Lanjut asy Syekh lagi: "Jangan engkau memperingatkan kepada mereka, tetapi utamakanlah kewajiban yang menjadi hak Allah atas dirimu, maka dengan cara yang demikian akan sempurnalah waro'mu." "Dan berdoalah wahai anakku, 'Ya Allah, rahmatilahlah diriku dari ingatan kepada mereka dan dari segala masalah yang datang dari mereka, dan selamatkanlah daku dari kejahatan mereka, dan cukupkanlah daku dengan kebaikan-kebaikanMu dan bukan dari kebaikan mereka, dan kasihilah diriku dengan beberapa kelebihan dari antara mereka. Ya Allah, sesungguhnya Engkaulah atas segala sesuatu Dzat Yang Maha Berkuasa."'

Selanjutnya, setelah perpisahan itu, asy Syekh Abdus Salam bin Masyisy yang dilahirkan di kota Fes, Maroko, tetap tinggal di negeri kelahirannya itu sampai akhir hayat beliau. Sang Quthub nan agung ini meninggal dunia pada tahun 622 H./1225 M. Makam Beliau sampai saat ini ramai diziyarahi kaum muslimin yang datang dari seluruh penjuru alam dan seantero dunia.

Di Desa Syadzilah
Seusai berpisah dengan asy Syekh Abdus Salam bin Masyisy, Beliau mulai menapaki perjalanan yang pertama sebagai apa yang telah dipetakan oleh sang guru, yaitu mencari sebuah desa bernama Syadzilah.

Setelah  dicari-cari, akhirnya sampailah Beliau di sebuah desa bernama Syadzilah yang terletak di wilayah negeri Tunisia. Pada saat Beliau tiba di desa itu, yang mengherankan, Beliau sudah disambut dan dielu-elukan oleh  segenap penduduk Syadzilah, sedang Beliau sendiri tidak tahu siapa sebenarnya yang memberitakan akan kedatangan beliau.

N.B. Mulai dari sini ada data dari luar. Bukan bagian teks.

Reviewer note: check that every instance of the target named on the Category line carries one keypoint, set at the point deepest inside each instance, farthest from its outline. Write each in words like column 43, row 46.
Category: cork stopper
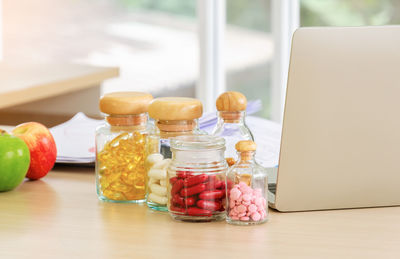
column 231, row 102
column 125, row 103
column 246, row 149
column 245, row 146
column 175, row 108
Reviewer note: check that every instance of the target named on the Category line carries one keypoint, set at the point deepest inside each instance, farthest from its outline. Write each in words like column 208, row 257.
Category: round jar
column 196, row 176
column 174, row 116
column 121, row 147
column 247, row 188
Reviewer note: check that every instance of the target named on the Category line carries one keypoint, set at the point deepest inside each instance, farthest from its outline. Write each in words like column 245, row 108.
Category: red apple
column 42, row 148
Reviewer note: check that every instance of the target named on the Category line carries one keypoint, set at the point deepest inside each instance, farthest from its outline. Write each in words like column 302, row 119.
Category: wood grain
column 60, row 217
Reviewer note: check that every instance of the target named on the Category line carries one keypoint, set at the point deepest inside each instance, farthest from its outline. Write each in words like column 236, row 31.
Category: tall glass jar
column 174, row 116
column 247, row 188
column 120, row 147
column 231, row 124
column 196, row 175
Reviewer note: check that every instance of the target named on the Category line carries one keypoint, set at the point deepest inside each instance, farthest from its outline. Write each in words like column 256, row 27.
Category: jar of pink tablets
column 247, row 188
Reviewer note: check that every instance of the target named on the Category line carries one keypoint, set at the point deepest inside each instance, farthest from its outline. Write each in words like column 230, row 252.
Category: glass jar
column 120, row 147
column 196, row 175
column 174, row 116
column 231, row 124
column 247, row 188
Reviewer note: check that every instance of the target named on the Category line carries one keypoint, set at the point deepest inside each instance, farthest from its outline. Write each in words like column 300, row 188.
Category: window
column 155, row 43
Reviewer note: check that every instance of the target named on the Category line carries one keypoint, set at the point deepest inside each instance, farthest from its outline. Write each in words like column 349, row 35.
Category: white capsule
column 158, row 189
column 157, row 199
column 162, row 164
column 154, row 158
column 157, row 174
column 153, row 180
column 163, row 182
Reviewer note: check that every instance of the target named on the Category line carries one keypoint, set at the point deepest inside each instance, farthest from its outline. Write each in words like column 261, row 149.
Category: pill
column 241, row 208
column 252, row 208
column 193, row 180
column 157, row 173
column 152, row 180
column 183, row 174
column 255, row 216
column 212, row 195
column 158, row 189
column 177, row 187
column 257, row 192
column 247, row 197
column 242, row 185
column 157, row 199
column 244, row 218
column 192, row 190
column 162, row 164
column 154, row 158
column 246, row 203
column 175, row 209
column 193, row 211
column 243, row 214
column 178, row 200
column 173, row 180
column 190, row 201
column 258, row 201
column 235, row 194
column 208, row 205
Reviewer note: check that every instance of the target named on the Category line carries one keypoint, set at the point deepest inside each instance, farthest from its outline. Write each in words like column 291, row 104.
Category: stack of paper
column 75, row 139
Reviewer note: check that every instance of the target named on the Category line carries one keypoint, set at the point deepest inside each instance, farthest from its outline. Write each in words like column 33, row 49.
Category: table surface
column 61, row 217
column 22, row 83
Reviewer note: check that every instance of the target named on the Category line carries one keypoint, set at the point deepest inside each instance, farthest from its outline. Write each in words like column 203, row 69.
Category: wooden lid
column 231, row 102
column 125, row 103
column 245, row 146
column 175, row 108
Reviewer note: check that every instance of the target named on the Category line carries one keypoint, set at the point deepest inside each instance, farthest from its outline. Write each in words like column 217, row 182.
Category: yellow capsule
column 123, row 173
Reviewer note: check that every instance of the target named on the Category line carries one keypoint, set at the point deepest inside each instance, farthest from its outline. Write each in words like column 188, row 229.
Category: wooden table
column 60, row 217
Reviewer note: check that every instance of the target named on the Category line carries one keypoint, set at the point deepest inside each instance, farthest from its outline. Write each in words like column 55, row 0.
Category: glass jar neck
column 172, row 128
column 231, row 117
column 127, row 121
column 246, row 157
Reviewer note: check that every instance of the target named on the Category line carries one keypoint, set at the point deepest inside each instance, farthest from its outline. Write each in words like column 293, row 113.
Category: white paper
column 75, row 139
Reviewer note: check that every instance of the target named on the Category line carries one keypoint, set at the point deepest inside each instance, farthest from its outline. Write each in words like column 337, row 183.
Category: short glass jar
column 247, row 188
column 121, row 147
column 174, row 116
column 196, row 175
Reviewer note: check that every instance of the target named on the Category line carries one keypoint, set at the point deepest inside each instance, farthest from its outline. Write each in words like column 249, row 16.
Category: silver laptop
column 341, row 129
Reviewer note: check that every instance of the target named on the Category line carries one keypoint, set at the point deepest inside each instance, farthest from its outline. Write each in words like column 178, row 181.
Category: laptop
column 340, row 143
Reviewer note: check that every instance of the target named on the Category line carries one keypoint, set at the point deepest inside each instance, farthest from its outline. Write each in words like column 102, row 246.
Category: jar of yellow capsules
column 121, row 147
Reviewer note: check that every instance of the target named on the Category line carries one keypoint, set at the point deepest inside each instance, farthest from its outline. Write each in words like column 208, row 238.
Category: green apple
column 14, row 161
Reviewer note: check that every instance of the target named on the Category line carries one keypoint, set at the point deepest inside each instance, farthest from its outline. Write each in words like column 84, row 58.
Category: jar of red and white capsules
column 247, row 188
column 196, row 175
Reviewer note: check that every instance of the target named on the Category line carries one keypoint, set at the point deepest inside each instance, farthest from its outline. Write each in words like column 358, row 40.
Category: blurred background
column 155, row 42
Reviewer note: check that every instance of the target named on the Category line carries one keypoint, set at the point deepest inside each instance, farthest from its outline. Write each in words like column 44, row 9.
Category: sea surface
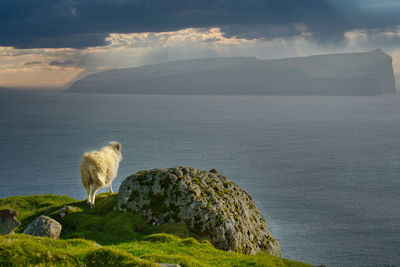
column 324, row 171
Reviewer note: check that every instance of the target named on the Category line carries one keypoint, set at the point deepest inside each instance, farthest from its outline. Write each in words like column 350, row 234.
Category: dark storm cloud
column 32, row 63
column 62, row 63
column 86, row 23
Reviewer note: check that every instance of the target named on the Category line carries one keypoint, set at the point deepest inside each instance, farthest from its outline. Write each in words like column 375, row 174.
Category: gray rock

Tapi, itu sebuah kenyataan bahwa mereka dalam memberikan sambutan kepada Beliau tampak sekali terlihat dari raut wajah mereka suatu kegembiraan yang amat dalam, seakan mereka bisa bertemu dengan orang yang sudah lama dinanti-nantikan.

Beliau  tinggal di tengah-tengah desa Syadzilah hanya beberapa hari saja.  Karena, sejak tiba di kota itu, Beliau telah memutuskan untuk tidak berlama-lama berada di tengah keramaian masyarakat. Beliau ingin bermukim di tempat yang tenang dan jauh dari hiruk-pikuknya  orang-orang. Memang, tujuan Beliau datang ke kota itu, sesuai dengan  petunjuk sang guru, semata-mata hanyalah untuk lebih meningkatkan dan menyempurnakan ibadah Beliau dengan cara menjauh dari masyarakat.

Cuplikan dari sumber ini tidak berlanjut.